I got home after a long hot day in the sun working with my clients to restore their operations, as a friend said that Mayor Gray, fresh off an overnight flight from China on Sunday, would be in my neck of the woods. I walked the two blocks to 18th & Monroe St NE where a large tree had been blown into power lines on Friday. The tree wasn’t the only one down in Brookland and Woodridge, and the storm wasn’t the first to take power for an extended period of time. The previous Friday a microburst struck the neighborhood and again sent mature trees into the elevated power lines that Pepco has refused time and time again to underground.
The Mayor was a welcome sight, as his black-on-black Lincoln Navigator was also accompanied by a pair of dump trucks that are part of the Bridge & Tunnel repair team and a pair of front end loaders. About ten minutes after the mayor met with some of the affected residents, the stump of the tree – freed from Pepco wires on Saturday night late – was hauled off.
Mayor Gray said, of the outages, that “this will continue to happen,” until Pepco can underground the lines that run through so many residential neighborhoods in the city. Pepco has resisted attempts to underground the lines citing expense, though the utility has never been able to clearly identify a cost that can be agreed upon. The city had budgeted $1-4M for the streetscape along 12th Street NE in Brookland from Rhode Island Avenue to Michigan Avenue, but then Regional VP for Pepco Vincent Orange Sr. suggested that the costs would be much higher, and the money for that undergrounding project was scuttled.
A DDOT front-end loader and the Mayor’s Entourage (photo by author)

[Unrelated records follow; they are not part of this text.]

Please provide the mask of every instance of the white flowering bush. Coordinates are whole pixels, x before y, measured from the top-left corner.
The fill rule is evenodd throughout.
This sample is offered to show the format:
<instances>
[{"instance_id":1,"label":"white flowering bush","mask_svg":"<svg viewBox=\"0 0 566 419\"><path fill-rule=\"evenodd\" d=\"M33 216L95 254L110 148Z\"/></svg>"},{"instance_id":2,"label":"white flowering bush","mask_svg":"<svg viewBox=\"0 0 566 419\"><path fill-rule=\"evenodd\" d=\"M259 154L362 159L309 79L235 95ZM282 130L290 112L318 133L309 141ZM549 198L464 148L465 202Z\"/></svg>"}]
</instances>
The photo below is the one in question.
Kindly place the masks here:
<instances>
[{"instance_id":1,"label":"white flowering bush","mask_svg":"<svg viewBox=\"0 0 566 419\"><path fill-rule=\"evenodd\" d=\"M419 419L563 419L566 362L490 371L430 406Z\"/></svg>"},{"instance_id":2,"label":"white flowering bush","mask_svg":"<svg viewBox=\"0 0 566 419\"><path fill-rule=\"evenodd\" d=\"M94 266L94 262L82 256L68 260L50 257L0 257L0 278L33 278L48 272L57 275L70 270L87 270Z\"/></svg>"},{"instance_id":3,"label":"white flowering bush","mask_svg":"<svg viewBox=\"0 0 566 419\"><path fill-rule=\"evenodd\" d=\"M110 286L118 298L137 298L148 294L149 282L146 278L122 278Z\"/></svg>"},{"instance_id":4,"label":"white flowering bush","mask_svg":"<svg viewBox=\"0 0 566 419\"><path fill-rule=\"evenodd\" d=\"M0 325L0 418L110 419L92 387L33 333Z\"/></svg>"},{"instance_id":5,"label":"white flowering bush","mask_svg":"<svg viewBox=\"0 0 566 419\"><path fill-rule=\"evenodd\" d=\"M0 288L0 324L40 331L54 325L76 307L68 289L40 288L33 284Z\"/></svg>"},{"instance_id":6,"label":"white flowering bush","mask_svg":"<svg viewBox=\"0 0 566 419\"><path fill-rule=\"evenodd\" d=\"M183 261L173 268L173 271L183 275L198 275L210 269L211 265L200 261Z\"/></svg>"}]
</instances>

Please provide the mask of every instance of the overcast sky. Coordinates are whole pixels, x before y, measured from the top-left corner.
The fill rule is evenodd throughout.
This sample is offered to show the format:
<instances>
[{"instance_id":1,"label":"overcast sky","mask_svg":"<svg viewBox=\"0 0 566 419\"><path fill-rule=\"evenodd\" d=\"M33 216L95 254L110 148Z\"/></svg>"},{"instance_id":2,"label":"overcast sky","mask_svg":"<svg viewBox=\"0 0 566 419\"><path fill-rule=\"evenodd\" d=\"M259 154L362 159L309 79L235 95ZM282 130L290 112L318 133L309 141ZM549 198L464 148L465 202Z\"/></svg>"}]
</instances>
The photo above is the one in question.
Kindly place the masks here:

The Mayor, and his Director of Communications Pedro Ribeiro were both fairly pessimistic about the chances to get Pepco to listen to the pleas of the area citizens, citing a lack of full autonomy for the council before the whims of Congress, and the heavily-connected resources that the utility wields in the public arena. Gray was also quick to say, “I’m not their best friend right now,” suggesting that the Mayor wouldn’t roll over.
Gray – and the City Council – would be wise to quickly tie any potential rate hike – Pepco is on the record asking the council for an increase in subscriber rates – to a comprehensive plan to underground the lines through major corridors over the next 5 years and increase the efforts made to prevent tree-based outages, and add a longterm plan to underground lines throughout the city. The city has the opportunity to split the cost for this new conduit system with other providers of local wire-line services including Verizon, RCN and Comcast, all of whom are reeling from major outages throughout the city in the wake of the derecho storm on Friday night, all caused by trees and piggybacking along the same infrastructure.
The Mayor and the Council have a unique opportunity to forge a good coalition of local utilities, and create private sector jobs, while also fostering good will with the citizens throughout the city in an effort to reduce power outages.
Brookland and Woodridge have now had two three-day outages in twelve days – that’s two restocking trips to the local groceries for spoiled milk and meat. A commitment to making sure that this doesn’t happen again would go a long way with area residents to soothe irritated nerves over the loss of household budget control amid recurring storm losses.